Memory Engine

A chat that forgets everything between sessions isn’t very useful. Users expect the AI to remember what they’ve talked about before — their preferences, past questions, and ongoing projects. The memory engine searches past conversations using semantic similarity, so the model can recall relevant context without you building a separate memory system.

How It Works

The memory engine doesn’t require a separate extraction step — your conversation messages are the memory. When useChatStorage saves a message, it automatically generates an embedding vector and stores it alongside the text. Long messages are split into overlapping chunks first (default 400 characters with 50 character overlap), so search can match against specific parts of a message rather than the whole thing. Messages shorter than the minimum content length are skipped.

When the model needs to recall something, it calls the search_memory tool with a natural language query. The engine embeds that query, compares it against all stored chunk and message embeddings using cosine similarity, and returns the closest matches — even if they use different words than the original conversation.

Setup

Embedding generation is enabled by default in useChatStorage. Messages are embedded automatically after saving, and chunking happens transparently for longer messages.

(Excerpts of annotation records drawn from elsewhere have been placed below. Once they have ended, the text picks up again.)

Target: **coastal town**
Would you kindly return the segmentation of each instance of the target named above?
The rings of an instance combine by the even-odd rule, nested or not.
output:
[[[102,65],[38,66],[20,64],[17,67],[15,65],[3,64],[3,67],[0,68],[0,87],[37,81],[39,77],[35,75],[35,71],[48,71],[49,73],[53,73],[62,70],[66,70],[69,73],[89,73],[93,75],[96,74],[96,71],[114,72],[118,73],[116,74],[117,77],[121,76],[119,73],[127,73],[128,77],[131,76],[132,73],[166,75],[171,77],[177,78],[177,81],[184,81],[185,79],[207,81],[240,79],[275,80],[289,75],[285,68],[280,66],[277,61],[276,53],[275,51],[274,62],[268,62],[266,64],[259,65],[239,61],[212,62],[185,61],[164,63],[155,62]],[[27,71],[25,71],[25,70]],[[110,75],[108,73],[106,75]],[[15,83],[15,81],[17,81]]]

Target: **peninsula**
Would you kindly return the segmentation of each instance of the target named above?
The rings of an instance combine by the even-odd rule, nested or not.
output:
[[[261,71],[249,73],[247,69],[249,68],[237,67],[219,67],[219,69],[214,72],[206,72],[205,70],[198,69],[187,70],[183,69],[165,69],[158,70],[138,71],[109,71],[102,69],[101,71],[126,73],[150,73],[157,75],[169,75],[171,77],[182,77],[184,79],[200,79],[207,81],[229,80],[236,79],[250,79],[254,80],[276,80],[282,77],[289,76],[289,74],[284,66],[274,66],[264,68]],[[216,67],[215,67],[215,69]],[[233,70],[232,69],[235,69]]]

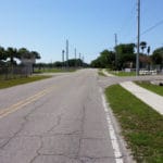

const { sendMessage, createMemoryEngineTool } = useChatStorage({
  database,
  getToken,
  autoEmbedMessages: true, // default
});

To give the model access to memory, create the engine tool and pass it as a client tool when sending messages:


const memoryTool = createMemoryEngineTool({ limit: 5 });
 
await sendMessage({
  content: "What were we discussing last week?",
  clientTools: [memoryTool],
});

The model decides when to use the tool. If the user asks something that might benefit from past context, the model calls it, gets relevant chunks back, and weaves that information into its response. If the question is self-contained, it skips the tool entirely.

Search Options

You can configure search behavior through MemoryEngineSearchOptions:


const memoryTool = createMemoryEngineTool({
  limit: 5,
  minSimilarity: 0.4,
  excludeConversationId: conversationId,
  includeAssistant: true,
  sortBy: "chronological",
});

limit controls how many results come back (default 8). minSimilarity sets a threshold between 0 and 1 for how closely a stored chunk must match the query (default 0.3). excludeConversationId filters out the current conversation so the model doesn’t “remember” things already in its context window. By default only user messages are searched; set includeAssistant to true to also match against assistant responses. Results can be sorted by similarity (most relevant first, the default) or chronological (oldest first).